Елизаров удалил остальных в другую комнату, стал напротив Роммеля и предупредил:
– Не шевелиться – застрелю.
– Я работаю на советскую разведку, – шепнул Роммель.
– Дешевый маневр, господин майор, – недобро усмехнулся» Елизаров. – А когда вы выжигали звезду на моей груди, тоже работали на советскую разведку?
– Тогда давайте говорить начистоту, – пустился на новую хитрость Роммель. – Да, я причинил вам неприятности. Но меня принуждали тогда начальники. Вы ведь тоже сделали преступление – выступили с заявлением в нашей газете.
– Клевета! – выкрикнул Михаил.
– Не возмущайтесь, – вкрадчиво возразил Роммель. – Убивать по вашим законам вы не имеете права. Дело дойдет до суда, и я докажу, что именно так все и было. Потребую достать подлинники ваших писаний. Архивы, к вашему сведению, сохранились. И вам никто не поверит, что ваше выступление в газете – подделка.
– Чего вы хотите достичь этой провокацией? – вздрогнул Елизаров от гнева и чуть не нажал на спусковой крючок.
– Никакой провокации, – старался Роммель подкупить противника. – Я хочу полюбовно предотвратить грозящую нам обоим опасность. Что я хочу сказать? Вы меня сейчас отпустите, и никто не будет знать…

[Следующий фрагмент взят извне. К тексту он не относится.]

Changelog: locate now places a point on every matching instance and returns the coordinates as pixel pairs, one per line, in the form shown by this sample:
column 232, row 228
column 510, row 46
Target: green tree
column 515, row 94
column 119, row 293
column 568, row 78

– Наши люди знают о том, что вы подделали мое заявление. Мне хочется застрелить вас. Но я вынужден доставить вас в комендатуру, – с ненавистью выдохнул Елизаров. Он терял самообладание. – Выходи, – указал он пистолетом на дверь.

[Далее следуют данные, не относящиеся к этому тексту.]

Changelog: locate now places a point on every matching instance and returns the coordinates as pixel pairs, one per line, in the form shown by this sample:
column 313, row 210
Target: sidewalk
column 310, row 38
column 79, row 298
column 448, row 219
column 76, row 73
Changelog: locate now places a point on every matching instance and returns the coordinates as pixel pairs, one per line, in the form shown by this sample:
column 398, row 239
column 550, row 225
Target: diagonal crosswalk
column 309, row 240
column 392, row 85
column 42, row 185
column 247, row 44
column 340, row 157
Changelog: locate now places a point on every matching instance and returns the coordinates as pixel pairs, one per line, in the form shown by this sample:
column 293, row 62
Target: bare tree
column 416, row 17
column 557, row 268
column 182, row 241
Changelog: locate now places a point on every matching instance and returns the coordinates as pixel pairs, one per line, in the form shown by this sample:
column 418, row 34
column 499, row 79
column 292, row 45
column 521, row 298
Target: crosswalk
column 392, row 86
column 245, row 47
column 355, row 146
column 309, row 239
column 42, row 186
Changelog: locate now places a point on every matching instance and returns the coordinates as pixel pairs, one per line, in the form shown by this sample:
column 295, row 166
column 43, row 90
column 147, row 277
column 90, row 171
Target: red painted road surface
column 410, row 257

Рядом с дверью была уборная. Роммель сделал болезненную гримасу, извинился за нескромную надобность, попросил разрешения и шмыгнул в уборную. Там он закрыл дверь и вылез в окно. Но убежать не успел – догнала пуля Любека, попавшая в ногу.
Жидкий белесоватый туман, наплывший с Эльбы, рассеивался. Небо прояснилось. Сторож выключил уличные лампочки. Разом заревели гудки двух заводов. На улицах появились рабочие.
Любек с дворником внесли стонущего Роммеля обратно в дом Гертруды.
– Фрау Гемлер, спросите своего «племянника», за что он хотел удушить вас? – потребовал Елизаров.
– Не знаю. Я ничего плохого не сделала ему, – оправдывалась Гертруда, как перед судом.
– Вы, фрау Гемлер, отлично знаете гитлеровский кодекс: мешающих и ненужных разведчиков убивают. Вы для Пица-Роммеля теперь не нужны, стали помехой.
– Ради бога, если вы хотите оставить его здесь, меня лучше отвезите в тюрьму, – простонала Гертруда.